But if you thought European are all softy-dofty democratically minded, think again. In fact, there is not much of difference between the American population and the European ones on the same topic:
Source: http://www.pewresearch.org/fact-tank/2018/09/04/trust-in-the-military-exceeds-trust-in-other-institutions-in-western-europe-and-u-s/.
Yes, yes, I hear you, the choir of Patriots: but in a democratic society, military is subject to democratic checks and balances, so why is this degree of confidence in military a matter for concern?
Let me explain why:
- Firstly, irrespective of the democratic or other checks and balances, military is not a pluralist institution that encourages debates, inquiries, and discoveries through dissent. In other words, while military may be framed into the broader democratic constraints, it cannot by itself be a genuinely democratic institution. There is no democracy in command systems.

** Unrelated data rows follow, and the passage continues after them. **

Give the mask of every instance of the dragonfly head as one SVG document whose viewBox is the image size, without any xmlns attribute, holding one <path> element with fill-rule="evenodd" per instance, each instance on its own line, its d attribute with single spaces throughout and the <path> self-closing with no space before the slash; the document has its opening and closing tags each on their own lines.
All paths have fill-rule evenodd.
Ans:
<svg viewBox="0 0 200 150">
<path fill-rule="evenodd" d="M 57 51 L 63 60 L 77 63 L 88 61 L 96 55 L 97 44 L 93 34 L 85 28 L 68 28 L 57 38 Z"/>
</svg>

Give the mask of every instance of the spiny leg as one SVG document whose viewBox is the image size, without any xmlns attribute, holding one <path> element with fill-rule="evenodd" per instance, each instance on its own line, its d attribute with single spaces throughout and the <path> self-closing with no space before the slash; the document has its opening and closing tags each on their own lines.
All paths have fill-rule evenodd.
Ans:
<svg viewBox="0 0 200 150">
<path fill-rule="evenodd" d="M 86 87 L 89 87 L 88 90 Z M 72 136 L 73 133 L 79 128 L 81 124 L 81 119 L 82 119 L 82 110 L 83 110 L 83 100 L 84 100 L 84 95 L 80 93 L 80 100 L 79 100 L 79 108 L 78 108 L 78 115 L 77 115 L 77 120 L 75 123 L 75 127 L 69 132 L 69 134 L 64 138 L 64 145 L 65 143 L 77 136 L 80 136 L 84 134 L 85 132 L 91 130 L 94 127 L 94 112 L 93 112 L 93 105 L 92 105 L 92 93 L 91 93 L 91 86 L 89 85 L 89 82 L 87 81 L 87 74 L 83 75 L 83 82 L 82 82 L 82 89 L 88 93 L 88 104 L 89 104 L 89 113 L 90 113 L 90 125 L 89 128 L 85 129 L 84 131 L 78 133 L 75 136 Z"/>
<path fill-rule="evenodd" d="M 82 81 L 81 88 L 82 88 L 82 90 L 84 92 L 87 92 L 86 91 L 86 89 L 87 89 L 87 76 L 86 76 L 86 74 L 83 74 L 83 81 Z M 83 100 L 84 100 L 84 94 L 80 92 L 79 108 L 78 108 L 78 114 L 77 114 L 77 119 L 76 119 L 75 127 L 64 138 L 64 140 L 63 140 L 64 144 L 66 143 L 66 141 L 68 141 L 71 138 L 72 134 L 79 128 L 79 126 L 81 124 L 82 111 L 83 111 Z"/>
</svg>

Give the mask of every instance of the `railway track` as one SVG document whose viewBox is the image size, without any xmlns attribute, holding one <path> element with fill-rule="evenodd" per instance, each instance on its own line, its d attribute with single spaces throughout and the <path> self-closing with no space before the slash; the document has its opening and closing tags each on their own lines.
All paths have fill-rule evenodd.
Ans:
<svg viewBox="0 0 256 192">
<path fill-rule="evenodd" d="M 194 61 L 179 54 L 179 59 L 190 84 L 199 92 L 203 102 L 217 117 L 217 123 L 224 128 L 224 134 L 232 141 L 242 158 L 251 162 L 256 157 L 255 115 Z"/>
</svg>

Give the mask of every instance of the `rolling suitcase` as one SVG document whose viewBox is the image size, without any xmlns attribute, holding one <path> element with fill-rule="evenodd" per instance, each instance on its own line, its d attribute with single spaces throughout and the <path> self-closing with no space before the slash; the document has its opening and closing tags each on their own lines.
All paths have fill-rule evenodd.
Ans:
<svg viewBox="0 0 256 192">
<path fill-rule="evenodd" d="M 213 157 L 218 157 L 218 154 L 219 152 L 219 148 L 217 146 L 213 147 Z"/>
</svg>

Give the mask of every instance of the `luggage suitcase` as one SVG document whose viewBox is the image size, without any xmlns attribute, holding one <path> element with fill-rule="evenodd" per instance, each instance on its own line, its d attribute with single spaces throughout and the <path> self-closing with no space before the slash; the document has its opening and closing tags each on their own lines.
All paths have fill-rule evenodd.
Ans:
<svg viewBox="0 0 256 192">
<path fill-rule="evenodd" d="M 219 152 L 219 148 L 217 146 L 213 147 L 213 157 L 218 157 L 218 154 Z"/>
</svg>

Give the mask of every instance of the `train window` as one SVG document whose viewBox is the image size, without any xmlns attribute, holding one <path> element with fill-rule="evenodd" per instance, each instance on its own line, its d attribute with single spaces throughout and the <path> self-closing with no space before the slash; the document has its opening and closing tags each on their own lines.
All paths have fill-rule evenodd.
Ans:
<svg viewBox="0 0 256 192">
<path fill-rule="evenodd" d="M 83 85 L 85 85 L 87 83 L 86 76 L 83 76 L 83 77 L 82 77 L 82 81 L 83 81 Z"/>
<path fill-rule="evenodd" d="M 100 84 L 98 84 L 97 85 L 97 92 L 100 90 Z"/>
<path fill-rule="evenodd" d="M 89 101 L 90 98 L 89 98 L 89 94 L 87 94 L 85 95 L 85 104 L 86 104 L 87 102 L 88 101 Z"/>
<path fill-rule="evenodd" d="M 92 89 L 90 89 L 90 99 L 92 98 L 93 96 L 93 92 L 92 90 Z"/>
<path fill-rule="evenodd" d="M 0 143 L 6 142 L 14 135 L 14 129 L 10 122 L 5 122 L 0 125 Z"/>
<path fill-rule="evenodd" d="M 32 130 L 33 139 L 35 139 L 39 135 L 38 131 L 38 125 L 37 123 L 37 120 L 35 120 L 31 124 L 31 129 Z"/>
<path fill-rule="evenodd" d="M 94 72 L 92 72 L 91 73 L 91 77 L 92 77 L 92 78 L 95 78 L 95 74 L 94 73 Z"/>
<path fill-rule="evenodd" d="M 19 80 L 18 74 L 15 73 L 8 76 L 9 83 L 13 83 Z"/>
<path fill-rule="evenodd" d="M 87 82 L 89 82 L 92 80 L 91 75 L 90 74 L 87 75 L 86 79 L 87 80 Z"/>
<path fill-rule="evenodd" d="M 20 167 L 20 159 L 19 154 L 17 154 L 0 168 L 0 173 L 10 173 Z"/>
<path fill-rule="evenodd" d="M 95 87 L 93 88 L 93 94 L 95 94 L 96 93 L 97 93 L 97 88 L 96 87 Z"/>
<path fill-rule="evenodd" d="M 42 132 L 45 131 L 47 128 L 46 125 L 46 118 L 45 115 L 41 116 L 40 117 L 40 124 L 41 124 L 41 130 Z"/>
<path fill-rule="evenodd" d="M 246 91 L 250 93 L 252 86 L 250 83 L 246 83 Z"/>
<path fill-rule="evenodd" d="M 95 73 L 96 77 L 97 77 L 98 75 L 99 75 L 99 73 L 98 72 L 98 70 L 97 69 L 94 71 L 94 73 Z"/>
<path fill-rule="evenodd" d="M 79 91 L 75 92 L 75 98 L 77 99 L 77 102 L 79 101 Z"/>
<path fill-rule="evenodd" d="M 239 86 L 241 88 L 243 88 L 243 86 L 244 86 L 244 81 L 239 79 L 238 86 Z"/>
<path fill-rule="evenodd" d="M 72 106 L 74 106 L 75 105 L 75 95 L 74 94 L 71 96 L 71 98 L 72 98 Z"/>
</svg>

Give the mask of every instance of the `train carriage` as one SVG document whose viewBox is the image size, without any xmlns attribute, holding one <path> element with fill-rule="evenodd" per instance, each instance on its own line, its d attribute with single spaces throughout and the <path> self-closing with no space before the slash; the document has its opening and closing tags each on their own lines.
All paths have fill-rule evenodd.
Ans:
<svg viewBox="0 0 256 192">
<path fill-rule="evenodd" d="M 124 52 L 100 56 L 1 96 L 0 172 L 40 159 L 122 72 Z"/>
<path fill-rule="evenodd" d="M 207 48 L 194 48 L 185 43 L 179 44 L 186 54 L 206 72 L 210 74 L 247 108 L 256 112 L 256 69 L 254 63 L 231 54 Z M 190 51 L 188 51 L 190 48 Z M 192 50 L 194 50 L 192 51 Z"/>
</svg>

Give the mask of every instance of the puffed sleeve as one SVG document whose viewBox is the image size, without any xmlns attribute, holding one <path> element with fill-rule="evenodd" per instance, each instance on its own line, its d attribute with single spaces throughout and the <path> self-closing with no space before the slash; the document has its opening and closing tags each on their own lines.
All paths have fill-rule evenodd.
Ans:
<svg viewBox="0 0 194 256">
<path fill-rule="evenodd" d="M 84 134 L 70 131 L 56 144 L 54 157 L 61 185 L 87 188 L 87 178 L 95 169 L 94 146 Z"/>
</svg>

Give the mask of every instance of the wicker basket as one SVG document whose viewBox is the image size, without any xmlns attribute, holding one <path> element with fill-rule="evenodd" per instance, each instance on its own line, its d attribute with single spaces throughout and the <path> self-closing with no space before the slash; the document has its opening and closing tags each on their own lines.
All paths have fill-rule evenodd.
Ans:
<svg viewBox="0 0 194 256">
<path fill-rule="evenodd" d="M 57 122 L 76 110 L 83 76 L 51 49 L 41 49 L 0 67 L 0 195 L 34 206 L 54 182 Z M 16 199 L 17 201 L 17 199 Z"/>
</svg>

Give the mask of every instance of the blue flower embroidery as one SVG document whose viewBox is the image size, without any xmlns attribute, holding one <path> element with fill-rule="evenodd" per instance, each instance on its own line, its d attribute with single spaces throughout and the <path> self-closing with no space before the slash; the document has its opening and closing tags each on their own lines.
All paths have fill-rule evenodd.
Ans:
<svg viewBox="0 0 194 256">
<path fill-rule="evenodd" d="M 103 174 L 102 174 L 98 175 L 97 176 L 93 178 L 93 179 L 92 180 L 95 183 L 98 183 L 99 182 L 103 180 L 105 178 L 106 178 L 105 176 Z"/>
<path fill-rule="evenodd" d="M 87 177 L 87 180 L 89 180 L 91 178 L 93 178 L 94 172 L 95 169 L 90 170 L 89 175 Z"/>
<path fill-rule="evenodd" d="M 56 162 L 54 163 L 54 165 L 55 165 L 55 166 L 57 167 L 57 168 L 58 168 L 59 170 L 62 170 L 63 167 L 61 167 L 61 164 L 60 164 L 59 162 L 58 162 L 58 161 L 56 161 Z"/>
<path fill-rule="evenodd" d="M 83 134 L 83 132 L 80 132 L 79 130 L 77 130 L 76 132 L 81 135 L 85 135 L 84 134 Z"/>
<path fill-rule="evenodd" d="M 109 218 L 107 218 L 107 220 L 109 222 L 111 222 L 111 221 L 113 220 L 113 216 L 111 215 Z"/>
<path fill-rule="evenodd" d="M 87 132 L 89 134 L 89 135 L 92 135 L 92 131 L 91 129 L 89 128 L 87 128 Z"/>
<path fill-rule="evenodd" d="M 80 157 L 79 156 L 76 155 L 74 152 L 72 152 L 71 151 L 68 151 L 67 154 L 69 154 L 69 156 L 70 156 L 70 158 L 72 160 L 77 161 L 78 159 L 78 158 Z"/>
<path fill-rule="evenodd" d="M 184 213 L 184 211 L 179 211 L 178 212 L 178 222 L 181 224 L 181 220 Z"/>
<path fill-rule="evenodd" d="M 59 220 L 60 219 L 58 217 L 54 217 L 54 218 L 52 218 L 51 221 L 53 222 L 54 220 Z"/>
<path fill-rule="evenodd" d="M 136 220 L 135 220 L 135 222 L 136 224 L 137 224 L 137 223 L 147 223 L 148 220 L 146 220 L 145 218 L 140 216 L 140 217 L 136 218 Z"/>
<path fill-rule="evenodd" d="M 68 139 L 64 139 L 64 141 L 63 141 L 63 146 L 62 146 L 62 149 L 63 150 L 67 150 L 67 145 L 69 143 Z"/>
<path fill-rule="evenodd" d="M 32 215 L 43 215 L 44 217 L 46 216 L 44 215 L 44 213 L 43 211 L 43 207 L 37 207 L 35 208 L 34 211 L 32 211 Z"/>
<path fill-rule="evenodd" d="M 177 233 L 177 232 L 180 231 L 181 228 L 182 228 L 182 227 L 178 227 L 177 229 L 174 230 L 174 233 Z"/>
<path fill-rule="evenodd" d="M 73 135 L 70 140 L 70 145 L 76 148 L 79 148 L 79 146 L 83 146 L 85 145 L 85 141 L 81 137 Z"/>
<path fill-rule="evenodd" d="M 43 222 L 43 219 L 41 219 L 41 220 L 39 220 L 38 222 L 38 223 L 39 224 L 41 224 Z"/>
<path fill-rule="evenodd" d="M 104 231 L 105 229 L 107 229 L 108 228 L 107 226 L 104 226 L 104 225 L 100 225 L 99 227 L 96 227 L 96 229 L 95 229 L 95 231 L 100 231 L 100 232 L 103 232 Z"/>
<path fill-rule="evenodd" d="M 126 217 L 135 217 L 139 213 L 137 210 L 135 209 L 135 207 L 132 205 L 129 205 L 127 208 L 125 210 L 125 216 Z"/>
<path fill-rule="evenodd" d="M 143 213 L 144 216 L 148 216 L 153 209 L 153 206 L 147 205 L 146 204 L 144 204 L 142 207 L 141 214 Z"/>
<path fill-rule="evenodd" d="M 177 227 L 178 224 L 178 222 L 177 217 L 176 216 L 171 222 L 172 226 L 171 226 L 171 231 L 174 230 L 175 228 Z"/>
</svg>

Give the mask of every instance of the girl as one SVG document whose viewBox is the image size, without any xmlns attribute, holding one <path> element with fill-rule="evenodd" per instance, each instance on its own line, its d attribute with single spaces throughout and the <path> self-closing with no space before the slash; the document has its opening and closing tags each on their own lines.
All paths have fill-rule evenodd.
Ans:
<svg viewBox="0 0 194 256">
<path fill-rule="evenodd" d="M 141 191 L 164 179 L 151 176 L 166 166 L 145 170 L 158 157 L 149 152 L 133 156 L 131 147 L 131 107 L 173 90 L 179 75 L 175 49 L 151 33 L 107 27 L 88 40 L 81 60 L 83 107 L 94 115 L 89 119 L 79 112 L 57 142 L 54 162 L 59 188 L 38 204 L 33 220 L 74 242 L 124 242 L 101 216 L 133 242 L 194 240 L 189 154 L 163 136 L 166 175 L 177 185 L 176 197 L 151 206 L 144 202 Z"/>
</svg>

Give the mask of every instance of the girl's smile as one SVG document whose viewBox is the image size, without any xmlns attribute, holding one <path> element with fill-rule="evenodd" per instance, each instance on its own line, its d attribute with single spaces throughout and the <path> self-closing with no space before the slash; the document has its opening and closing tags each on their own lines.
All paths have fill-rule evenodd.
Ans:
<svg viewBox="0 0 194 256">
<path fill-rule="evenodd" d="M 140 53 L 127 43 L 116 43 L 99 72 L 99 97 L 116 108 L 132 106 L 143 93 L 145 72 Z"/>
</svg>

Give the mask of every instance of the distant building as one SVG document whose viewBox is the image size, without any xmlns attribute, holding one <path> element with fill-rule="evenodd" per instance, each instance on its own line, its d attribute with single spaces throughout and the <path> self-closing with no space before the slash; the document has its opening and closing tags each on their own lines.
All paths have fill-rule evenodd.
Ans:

- Secondly, to anyone pontificating on democratic checks and balances, may I suggest revisiting the entire modern history of the U.S. to identify exactly at what point in time did democratic checks and balances imposed onto military do their jobs before the damages were incurred? In Vietnam? Nope. In multiple military engagements in Latin America? Nope, again. In the Balkans? Not really. In Afghanistan or Iraq? Not at all.
Thus, in real terms, checks and balances do not define a democratic set of values that put strong public preference in favour of the military ahead of much weaker preferences in favour of the immediate democratic and pluralist institutions, such as politics, media, business, education.
What is happening, thus, as revealed by the above data, is the strong drift in public preferences away from democratic and liberal foundations of our modern states and toward more command and control, more coercive power-based institutions, such as military. To paraphrase one semi-failed leader of the past: it's public values de-democratization, stupid.